SOUTH Africa will this week take some initial steps to
unseat the US dollar as the preferred worldwide currency for trade and
investment in emerging economies.
Thus, the nation is expected to become party to endorsing
the Chinese currency, the renminbi, as the currency of trade in emerging
markets.
This means getting a renminbi-denominated bank account, in
addition to a dollar account, could be an advantage for African businesses that
seek to do business in the emerging markets.
The move is set to challenge the supremacy of the US dollar.
This, experts say, is the latest salvo in the greatest worldwide currency war
since the 1930s.
In the 1930s, several nations competitively devalued their
currencies to give their domestic economies an advantage over others.
And this led to a worldwide decline in overall trade volumes
at the time.
The north will be pitted against the entire south in a
historic competitive currency battle – whose terrain has moved to the Indian
capital New Dehli – where the Brics (Brazil, Russia, India China and South
Africa) nations will assemble next week.
China seeks to find new markets for its currency and to
lobby to internationalise it throughout the Brics states.
For China this is not a new game. In 2009, senior Chinese
banking officials issued a statement that the international monetary system was
flawed owing to an unhealthy dependence on the US dollar and called for a
“super-sovereign” international reserve currency.
Experts say Beijing’s first step is to internationalise its
currency (by expanding its reach beyond China), liberalise it (to allow its
value to be determined by the market instead of actively managing it as they
currently do) and then make it a reserve currency for many nations in the
developing world.
Africa’s largest bank, Standard Bank, says in a research
document: “We expect at least $100bn (about R768bn) in Sino-African trade –
more than the total bilateral trade between China and Africa in 2010 – to be
settled in the renminbi by 2015.”
The bank anticipates that the use of the renminbi will lower
transaction costs in Africa, thus lowering the barriers to doing business.
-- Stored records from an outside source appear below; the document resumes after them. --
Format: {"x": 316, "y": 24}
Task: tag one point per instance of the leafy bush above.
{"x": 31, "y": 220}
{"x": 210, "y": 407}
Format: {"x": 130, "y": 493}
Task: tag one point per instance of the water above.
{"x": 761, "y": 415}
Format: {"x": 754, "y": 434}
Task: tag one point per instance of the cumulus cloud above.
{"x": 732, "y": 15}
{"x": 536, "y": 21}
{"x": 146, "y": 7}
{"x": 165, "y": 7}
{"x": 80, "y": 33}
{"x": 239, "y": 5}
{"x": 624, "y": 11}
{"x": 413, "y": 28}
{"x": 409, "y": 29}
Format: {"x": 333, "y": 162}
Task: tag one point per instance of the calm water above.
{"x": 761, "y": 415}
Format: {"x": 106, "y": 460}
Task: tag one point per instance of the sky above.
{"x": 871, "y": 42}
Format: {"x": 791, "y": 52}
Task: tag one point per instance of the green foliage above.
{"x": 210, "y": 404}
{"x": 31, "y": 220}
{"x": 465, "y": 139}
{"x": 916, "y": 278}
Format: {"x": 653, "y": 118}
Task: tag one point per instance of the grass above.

It also says that the Chinese will be more successful in
transacting in renminbi in Africa than anywhere else because most currencies
are weak and somewhat localised.
Not only will the US dollar be challenged, but also the
entire international financial regime – led by the World Bank and the
International Monetary Fund – which has been dominant since the end of World
War II.
South Africa’s place in the emerging international financial
regime is set to be enhanced.
Zou Lixing, vice-president of the Institute of Research of
the China Development Bank, told the Brics preparatory meeting recently that
“although the economic aggregate of South Africa is small relative to the
Brics, South Africa provides a gate for the Brics to get access to the huge
African market”.
The five-member nations have collectively called for an end
to the tacit agreement between the US and Europe that ensures that the head of
the World Bank is an American citizen, and the International Monetary Fund head
is European.
They have proposed that an emerging market candidate be
fielded when the term of the current World Bank head, Robert Zoellick, expires
in three months.
Fundacao Vargas, a member of the Brazilian delegation, said
Brics could confront “existing governance structures”, and seek to strengthen
the bloc's influence in established institutions like the World Bank and the
International Monetary Fund, while creating alternatives.
The demand for greater political say in international
affairs dovetails with China’s expected rise as a financial superpower in the
next eight years.
Vargas showed the preparatory meeting projections indicating
that China’s economy will have eclipsed that of the US by 2020, hence the
promotion of the renminbi as the preferred currency of the south.
The renminbi has traditionally traded at a deliberately
lower exchange rate, which gave a huge boost to China’s domestic economic
sectors and enabled its booming industrialisation and growth.
The US and other trading partners have long accused China of
being a “currency manipulator”.
Last week, Brazil declared its commitment to keep its own
currency – the real – low. Its Finance Minister, Guido Mantega, reiterated his
November 2010 declaration that a global currency war has broken out.
He said: “We do not want to lose our manufacturing sector.
"We will not sit back and watch while other countries devalue
their currencies.”
Brazil and China cried foul last year when, through a slew
of initiatives dubbed QE2 – quantitative easing Two – the US indirectly
devalued its currency by pumping about $600bn into its economy to protect the
economy from sliding back into recession.
South African economists were in two minds about the moves
to extend the influence of the renminbi.
Economist and academic Peter Draper told City Press recently
that the decision to establish a Brics development bank and to enlarge the
renminbi's sphere “is political and related to the current political dynamics
within the World Bank” and the established international financial system.
Tom Wheeler of the South African Institute of International
Affairs said developments in New Delhi (India) were “giving substance to the
previously (and) loosely arranged economic bloc”.